In this lesson, learn Barbara Corcoran’s counter-intuitive strategies for recruiting and maintaining top talent on your sales force. By the end of it, you’ll have a deeper understanding of the no-nonsense approach that enabled her to turn $1,000 into a billion dollar business.
Transcript: I am very good at hiring because I’ve made a lot of mistakes. I’ve learned to look at the specific individual and look for the most important traits and then ignore everything else, especially the resume. It sends you in the wrong direction. I learned through trial and error what makes a great manager, what makes a great salesperson – and that’s who I always hire.
If you’re going to hire a lot of salespeople for your organization, I found that I look for the same three things in every single person I hired. I wanted someone who was insecure with something to prove. If somebody walks in there cocky, they never become your great salespeople. My top ten salespeople making millions of dollars a year, every year came to my office in December swearing they would never have another good year. Why? It was ridiculous. But they were insecure enough to think it could never happen again. You want an insecure person if you’re hiring a salesperson with something to prove.
You also want someone who has a positive attitude in every way because you know what happens? A positive person when they get hit – and sales is all about getting hit and knocked down.

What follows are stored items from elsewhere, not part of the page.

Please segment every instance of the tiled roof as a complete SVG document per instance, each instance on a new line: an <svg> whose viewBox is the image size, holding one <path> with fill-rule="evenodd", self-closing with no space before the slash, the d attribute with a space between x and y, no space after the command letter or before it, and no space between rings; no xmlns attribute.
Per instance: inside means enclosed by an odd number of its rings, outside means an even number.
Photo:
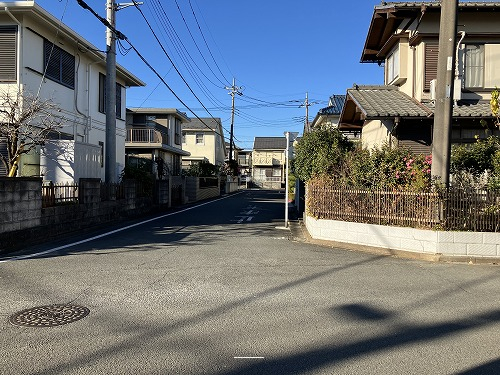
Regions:
<svg viewBox="0 0 500 375"><path fill-rule="evenodd" d="M255 137L254 150L286 150L286 137Z"/></svg>
<svg viewBox="0 0 500 375"><path fill-rule="evenodd" d="M434 112L433 102L423 103ZM453 117L492 117L489 100L459 100L453 106Z"/></svg>
<svg viewBox="0 0 500 375"><path fill-rule="evenodd" d="M344 107L345 95L332 95L330 97L330 103L331 105L321 108L318 113L320 115L340 115L342 107Z"/></svg>
<svg viewBox="0 0 500 375"><path fill-rule="evenodd" d="M347 95L366 117L428 117L430 109L396 86L355 86Z"/></svg>
<svg viewBox="0 0 500 375"><path fill-rule="evenodd" d="M182 130L213 130L219 131L220 127L222 127L222 122L220 118L201 118L203 122L198 120L197 118L192 118L191 122L187 124L182 124Z"/></svg>

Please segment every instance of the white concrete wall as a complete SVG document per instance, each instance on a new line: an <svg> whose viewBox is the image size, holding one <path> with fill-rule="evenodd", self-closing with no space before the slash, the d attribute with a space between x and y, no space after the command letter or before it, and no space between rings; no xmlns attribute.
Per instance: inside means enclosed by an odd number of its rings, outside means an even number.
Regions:
<svg viewBox="0 0 500 375"><path fill-rule="evenodd" d="M304 216L314 239L448 256L500 257L500 233L445 232Z"/></svg>

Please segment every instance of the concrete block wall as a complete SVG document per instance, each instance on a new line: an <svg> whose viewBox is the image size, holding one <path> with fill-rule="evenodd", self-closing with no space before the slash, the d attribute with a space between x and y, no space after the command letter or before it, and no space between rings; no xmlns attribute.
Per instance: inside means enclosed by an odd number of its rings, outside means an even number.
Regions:
<svg viewBox="0 0 500 375"><path fill-rule="evenodd" d="M40 178L0 178L0 233L40 225L41 186Z"/></svg>
<svg viewBox="0 0 500 375"><path fill-rule="evenodd" d="M304 216L304 222L311 237L320 240L421 254L499 257L500 259L500 233L440 232L337 220L317 220L307 215Z"/></svg>

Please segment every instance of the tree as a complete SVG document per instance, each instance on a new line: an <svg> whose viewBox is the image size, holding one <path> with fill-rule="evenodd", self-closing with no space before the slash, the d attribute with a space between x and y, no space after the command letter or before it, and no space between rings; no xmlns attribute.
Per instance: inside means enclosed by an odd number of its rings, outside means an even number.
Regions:
<svg viewBox="0 0 500 375"><path fill-rule="evenodd" d="M337 129L320 128L304 134L295 147L293 173L303 181L340 172L346 153L354 145Z"/></svg>
<svg viewBox="0 0 500 375"><path fill-rule="evenodd" d="M500 127L500 92L495 88L491 93L490 108L493 116L496 117L496 125Z"/></svg>
<svg viewBox="0 0 500 375"><path fill-rule="evenodd" d="M50 99L42 100L23 91L0 95L0 142L7 145L7 154L0 160L9 177L17 173L23 154L44 146L50 136L62 127L59 107Z"/></svg>
<svg viewBox="0 0 500 375"><path fill-rule="evenodd" d="M219 167L213 165L209 161L202 160L198 163L191 164L189 169L185 170L184 173L187 176L214 177L218 175Z"/></svg>

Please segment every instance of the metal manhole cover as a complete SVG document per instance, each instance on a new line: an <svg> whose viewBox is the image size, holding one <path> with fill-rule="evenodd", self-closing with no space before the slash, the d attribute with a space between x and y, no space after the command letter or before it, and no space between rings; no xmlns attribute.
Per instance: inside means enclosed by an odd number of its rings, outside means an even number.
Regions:
<svg viewBox="0 0 500 375"><path fill-rule="evenodd" d="M85 318L90 310L78 305L49 305L33 307L12 315L9 321L23 327L55 327Z"/></svg>

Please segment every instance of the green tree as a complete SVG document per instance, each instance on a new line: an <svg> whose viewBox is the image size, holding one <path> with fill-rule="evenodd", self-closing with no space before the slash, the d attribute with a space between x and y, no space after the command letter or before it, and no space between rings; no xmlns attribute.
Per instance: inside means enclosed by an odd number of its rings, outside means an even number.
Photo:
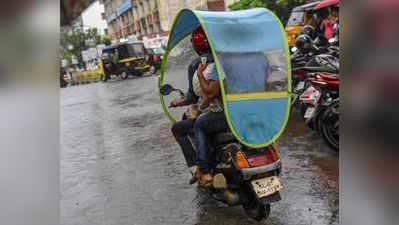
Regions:
<svg viewBox="0 0 399 225"><path fill-rule="evenodd" d="M98 33L97 28L90 28L82 31L81 28L72 28L61 31L61 51L64 59L71 63L72 56L75 55L80 66L83 66L82 51L87 50L94 45L110 45L111 40ZM89 46L88 44L93 46Z"/></svg>
<svg viewBox="0 0 399 225"><path fill-rule="evenodd" d="M285 24L292 8L304 4L305 0L240 0L229 6L230 10L251 9L257 7L273 11Z"/></svg>

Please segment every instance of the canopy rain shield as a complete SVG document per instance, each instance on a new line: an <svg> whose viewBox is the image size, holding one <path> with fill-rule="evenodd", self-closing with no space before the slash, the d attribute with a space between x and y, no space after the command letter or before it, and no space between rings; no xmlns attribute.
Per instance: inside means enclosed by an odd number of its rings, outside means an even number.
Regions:
<svg viewBox="0 0 399 225"><path fill-rule="evenodd" d="M183 9L173 24L161 68L163 85L170 51L202 26L221 86L230 130L244 145L265 147L283 132L291 105L291 68L285 31L264 8L210 12ZM184 77L182 79L187 79ZM166 115L176 121L160 100Z"/></svg>

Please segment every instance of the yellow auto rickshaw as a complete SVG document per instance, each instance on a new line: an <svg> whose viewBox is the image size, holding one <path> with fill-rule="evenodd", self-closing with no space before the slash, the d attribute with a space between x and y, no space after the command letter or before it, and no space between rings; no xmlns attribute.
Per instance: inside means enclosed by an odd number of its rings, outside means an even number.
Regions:
<svg viewBox="0 0 399 225"><path fill-rule="evenodd" d="M145 49L142 42L124 42L108 46L102 50L101 64L104 69L104 81L111 75L122 79L129 75L142 76L150 70L145 61Z"/></svg>
<svg viewBox="0 0 399 225"><path fill-rule="evenodd" d="M313 25L311 24L313 8L319 3L320 1L315 1L292 9L290 18L285 26L287 41L290 47L295 46L295 40L301 34L305 25Z"/></svg>

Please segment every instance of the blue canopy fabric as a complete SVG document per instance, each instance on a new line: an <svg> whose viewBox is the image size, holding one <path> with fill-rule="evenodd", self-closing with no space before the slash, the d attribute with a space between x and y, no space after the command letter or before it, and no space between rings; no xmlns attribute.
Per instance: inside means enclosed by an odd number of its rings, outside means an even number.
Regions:
<svg viewBox="0 0 399 225"><path fill-rule="evenodd" d="M203 27L215 59L232 133L253 148L276 141L287 124L291 104L289 51L279 19L263 8L182 10L171 30L160 87L169 52L198 26ZM160 96L163 109L171 117Z"/></svg>
<svg viewBox="0 0 399 225"><path fill-rule="evenodd" d="M284 48L284 33L281 33L276 17L265 9L233 12L182 10L175 21L175 29L172 29L168 48L172 49L191 34L200 25L199 19L204 21L216 51L255 52ZM276 38L276 34L280 37Z"/></svg>

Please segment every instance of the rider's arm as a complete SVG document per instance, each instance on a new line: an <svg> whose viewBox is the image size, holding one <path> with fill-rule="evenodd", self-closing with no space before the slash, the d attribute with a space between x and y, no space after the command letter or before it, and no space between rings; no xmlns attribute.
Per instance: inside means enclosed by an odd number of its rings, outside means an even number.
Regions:
<svg viewBox="0 0 399 225"><path fill-rule="evenodd" d="M219 86L219 81L217 81L217 78L215 78L215 75L216 75L215 68L212 71L213 76L211 76L211 79L209 79L209 81L206 80L203 75L205 68L206 68L206 65L199 64L198 70L197 70L198 80L200 82L201 89L208 98L217 97L217 96L219 96L219 93L220 93L220 86Z"/></svg>

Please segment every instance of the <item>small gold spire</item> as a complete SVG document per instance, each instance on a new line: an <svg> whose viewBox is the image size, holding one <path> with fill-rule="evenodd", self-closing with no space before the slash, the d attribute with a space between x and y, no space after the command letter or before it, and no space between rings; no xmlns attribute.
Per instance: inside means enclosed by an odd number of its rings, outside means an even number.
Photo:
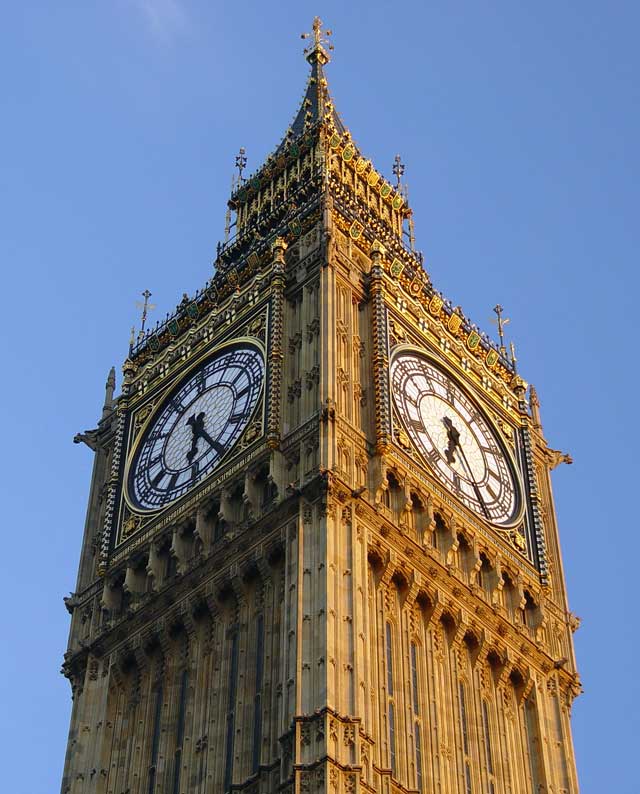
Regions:
<svg viewBox="0 0 640 794"><path fill-rule="evenodd" d="M516 346L513 342L510 342L509 347L511 349L511 364L513 365L513 371L516 372L516 364L518 363L518 359L516 358Z"/></svg>
<svg viewBox="0 0 640 794"><path fill-rule="evenodd" d="M402 176L404 174L404 163L399 154L393 158L393 175L396 178L396 190L400 192L402 187Z"/></svg>
<svg viewBox="0 0 640 794"><path fill-rule="evenodd" d="M538 392L533 386L529 386L529 405L531 406L531 418L533 419L533 426L537 430L542 430L542 422L540 420L540 400L538 399Z"/></svg>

They spend very little time feeling sorry for themselves. They get right back up. They’re back out. You almost need a low IQ, like, “Hit me again, hit me again, hit me again.” That’s a great salesperson. And then you need the work ethic to go with it. Nobody is great in sale unless they work like crazy. So those are the three traits I look for in every great salesperson.
Nobody’s happy doing what they’re not good at. You want to get a great job you love? Do something you’re good at. When a salesperson isn’t producing, they’re not happy. And so you must have a system to make sure that they can move on to something that’s going make them happy.
In the real estate sales field only one in four salespeople ever succeed at selling enough to even meet their overhead. So in my business I need an ironclad system to make sure I had an exit strategy for every single would-be salesperson who didn’t have the talent. So what I did was fire 25 percent of my sales force every year because we needed to move them out and make the desk available to take another shot at someone who might really be talented in sales. I never fired a salesperson who didn’t love me for it because I allowed them to move on to something potentially that would make them happy. When you have a sales organization with unhappy salespeople as a large percentage of your population, it drags down the energy of the company, drains your financial resources and so you can’t take care properly of the salespeople at top.